I could go out and kill a person for supporting AI IP theft. I won't because it goes against my moral code.
just goes to prove my theory that anyone that supports this kind of theft is not only devoid of any morals, but lacks the integrity expected of a contributing adult.
If people only did what they should, then many acceptable actions would not get done.
Art & leisure or posting here are optional: there's no should there.
It is a fallacy of modal logic to claim an action that is not one that should be done is an action that should not be done.There's no reason you should post here, yet you did.
Does that mean you're "devoid of any morals" & "lack the integrity expected of a contributing adult"?Imitation & derivative works hardly rise to anything worth fussing over & losing total perspective.
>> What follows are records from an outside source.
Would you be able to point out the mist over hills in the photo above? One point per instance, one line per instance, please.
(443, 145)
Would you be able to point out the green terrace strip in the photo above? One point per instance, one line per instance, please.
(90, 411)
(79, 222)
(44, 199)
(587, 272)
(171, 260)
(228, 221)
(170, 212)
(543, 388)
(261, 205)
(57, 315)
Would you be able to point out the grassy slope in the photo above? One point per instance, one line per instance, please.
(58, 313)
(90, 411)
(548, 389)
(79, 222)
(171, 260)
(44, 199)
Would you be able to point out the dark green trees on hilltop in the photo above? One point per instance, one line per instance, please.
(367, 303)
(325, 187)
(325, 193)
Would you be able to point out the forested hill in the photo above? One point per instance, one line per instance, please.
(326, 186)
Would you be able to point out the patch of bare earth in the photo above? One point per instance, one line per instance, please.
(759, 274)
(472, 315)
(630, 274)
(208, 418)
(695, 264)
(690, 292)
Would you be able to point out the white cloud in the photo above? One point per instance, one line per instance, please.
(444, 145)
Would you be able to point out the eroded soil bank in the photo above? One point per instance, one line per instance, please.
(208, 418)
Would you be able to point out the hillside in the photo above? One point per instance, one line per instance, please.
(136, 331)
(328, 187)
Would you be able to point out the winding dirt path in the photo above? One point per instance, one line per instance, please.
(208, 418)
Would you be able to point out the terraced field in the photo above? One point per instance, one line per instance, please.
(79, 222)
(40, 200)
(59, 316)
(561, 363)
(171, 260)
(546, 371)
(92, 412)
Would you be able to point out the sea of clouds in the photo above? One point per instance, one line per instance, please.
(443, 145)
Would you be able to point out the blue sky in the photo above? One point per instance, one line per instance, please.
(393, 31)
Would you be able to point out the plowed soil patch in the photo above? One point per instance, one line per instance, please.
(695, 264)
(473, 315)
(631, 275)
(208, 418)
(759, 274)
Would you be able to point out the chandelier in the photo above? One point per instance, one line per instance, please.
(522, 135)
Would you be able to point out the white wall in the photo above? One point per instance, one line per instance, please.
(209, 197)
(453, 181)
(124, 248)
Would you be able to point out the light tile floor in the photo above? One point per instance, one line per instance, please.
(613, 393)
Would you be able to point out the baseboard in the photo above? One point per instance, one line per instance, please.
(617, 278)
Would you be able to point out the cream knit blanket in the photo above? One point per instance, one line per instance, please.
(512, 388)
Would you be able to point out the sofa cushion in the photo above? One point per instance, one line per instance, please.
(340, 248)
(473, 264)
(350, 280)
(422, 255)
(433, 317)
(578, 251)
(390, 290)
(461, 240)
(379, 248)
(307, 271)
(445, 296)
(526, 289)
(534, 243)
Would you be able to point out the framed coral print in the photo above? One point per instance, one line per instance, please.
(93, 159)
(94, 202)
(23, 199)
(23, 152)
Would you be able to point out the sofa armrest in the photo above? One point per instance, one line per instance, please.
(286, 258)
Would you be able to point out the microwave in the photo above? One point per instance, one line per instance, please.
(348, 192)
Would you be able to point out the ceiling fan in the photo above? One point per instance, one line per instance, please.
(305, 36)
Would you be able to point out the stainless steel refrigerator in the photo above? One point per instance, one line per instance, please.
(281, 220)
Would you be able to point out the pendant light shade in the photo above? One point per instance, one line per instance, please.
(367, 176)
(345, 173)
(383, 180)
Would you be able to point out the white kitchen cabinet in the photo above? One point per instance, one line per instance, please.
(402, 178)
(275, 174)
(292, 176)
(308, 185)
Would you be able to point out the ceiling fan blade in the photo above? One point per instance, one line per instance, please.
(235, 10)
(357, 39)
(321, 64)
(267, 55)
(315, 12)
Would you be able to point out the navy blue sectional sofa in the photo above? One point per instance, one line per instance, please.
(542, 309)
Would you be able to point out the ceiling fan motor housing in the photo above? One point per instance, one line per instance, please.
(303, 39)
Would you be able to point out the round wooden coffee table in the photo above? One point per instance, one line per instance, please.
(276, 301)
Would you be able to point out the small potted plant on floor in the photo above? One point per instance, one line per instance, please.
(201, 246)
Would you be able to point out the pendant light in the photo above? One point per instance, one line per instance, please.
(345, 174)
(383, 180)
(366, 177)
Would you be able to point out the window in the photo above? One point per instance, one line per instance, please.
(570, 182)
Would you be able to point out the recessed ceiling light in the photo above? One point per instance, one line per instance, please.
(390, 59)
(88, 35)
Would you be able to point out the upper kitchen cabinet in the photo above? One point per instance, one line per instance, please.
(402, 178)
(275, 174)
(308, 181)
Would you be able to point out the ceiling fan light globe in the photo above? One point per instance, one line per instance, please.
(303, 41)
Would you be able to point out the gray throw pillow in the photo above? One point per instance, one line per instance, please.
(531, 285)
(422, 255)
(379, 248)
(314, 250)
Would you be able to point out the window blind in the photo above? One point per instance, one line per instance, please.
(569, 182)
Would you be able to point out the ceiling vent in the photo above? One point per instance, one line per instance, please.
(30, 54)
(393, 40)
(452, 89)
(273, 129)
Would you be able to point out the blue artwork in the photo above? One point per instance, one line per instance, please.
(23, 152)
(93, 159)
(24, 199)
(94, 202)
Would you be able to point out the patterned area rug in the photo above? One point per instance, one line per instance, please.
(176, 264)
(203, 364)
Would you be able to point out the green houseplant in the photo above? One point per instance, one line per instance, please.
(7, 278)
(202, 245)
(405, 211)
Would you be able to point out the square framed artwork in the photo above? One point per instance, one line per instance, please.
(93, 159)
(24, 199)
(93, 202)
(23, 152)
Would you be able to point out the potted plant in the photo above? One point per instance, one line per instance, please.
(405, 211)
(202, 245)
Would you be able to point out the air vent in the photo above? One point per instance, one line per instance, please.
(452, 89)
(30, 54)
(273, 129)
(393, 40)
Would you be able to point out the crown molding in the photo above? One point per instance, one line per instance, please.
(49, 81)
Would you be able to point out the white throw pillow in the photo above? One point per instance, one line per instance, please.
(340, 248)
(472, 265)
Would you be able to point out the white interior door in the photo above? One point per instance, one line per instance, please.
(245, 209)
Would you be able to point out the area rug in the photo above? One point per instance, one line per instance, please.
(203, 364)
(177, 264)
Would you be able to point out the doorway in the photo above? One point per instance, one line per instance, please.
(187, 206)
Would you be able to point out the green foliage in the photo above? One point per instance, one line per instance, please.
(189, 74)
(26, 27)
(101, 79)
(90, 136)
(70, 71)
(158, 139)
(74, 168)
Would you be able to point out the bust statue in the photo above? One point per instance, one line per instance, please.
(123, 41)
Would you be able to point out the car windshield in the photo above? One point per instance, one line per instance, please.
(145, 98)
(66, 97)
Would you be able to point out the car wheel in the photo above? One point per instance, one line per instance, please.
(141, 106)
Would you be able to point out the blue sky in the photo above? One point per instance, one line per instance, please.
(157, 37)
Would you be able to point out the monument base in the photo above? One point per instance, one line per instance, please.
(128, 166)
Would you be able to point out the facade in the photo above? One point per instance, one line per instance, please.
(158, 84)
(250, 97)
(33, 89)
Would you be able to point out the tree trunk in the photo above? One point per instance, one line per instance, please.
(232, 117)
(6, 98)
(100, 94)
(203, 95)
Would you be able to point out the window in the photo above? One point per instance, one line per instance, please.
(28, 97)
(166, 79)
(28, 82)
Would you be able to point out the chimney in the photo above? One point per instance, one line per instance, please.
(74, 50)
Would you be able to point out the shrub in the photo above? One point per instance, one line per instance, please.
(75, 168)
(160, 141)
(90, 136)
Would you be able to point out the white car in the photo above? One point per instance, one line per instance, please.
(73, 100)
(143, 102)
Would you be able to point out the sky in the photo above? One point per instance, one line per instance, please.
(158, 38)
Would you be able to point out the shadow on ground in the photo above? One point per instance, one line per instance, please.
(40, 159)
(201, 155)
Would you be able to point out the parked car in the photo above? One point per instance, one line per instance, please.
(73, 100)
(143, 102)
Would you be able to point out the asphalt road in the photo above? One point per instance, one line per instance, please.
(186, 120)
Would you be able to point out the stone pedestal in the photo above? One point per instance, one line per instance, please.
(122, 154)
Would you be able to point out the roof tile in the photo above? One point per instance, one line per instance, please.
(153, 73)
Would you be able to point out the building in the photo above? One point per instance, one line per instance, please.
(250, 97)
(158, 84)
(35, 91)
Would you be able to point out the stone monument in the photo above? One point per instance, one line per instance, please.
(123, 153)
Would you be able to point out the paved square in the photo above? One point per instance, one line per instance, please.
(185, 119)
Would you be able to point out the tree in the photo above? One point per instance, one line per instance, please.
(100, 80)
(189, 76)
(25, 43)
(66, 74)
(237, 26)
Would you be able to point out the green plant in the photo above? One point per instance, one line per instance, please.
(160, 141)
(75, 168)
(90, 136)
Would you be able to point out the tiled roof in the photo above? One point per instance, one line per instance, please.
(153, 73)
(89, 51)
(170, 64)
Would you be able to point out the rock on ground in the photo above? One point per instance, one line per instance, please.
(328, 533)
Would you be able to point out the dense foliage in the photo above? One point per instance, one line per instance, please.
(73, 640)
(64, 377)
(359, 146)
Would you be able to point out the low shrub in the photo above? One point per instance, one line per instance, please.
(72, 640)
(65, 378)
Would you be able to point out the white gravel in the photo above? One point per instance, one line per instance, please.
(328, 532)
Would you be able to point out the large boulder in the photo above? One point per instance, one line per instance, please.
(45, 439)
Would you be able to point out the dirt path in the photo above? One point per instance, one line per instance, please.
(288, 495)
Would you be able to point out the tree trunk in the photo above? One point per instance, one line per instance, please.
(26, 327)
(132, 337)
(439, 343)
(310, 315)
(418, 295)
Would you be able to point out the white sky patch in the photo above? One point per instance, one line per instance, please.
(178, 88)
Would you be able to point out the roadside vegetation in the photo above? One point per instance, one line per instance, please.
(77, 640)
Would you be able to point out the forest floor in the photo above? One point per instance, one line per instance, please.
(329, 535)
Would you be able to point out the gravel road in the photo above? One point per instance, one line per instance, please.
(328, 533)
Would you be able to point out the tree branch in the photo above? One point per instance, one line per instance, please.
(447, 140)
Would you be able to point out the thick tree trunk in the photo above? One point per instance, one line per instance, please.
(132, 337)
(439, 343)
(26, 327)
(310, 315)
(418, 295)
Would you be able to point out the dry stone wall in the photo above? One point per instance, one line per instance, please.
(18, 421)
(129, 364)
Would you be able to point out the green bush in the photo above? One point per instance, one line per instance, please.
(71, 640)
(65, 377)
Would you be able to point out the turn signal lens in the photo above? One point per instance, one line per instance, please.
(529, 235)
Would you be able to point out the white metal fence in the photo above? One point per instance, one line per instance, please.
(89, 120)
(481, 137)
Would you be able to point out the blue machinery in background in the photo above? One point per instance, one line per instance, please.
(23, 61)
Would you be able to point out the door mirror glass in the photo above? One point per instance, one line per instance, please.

If you pay attention, all human creativity is derivative, nothing is truly original.
Works build on & reference each other.
Techniques get refined.
It's why we have genres.
From the Epic of Gilgamesh & ancient mythology to modern storytelling, or the development of perspective in graphical works across time, there's a clear process of imitation & development across all of it. -
I take it as flattery
I respect your position, and I appreciate people who are willing to share their creativity in an inspiring way like that.
However, others don't see it as flattery. Particularly in eastern cultures, it is seen as mockery or plagiarism. You can choose to disagree about why they don't want you to imitate their style, but you should always respect the request.
If eastern cultures don't like imitation, why are there a million identical isekai light novels with an average joe who dies, reincarnates in a slightly altered Dungeons and Dragons world, and gets a harem of women with huge breasts whose personalities are taken straight from TVtropes?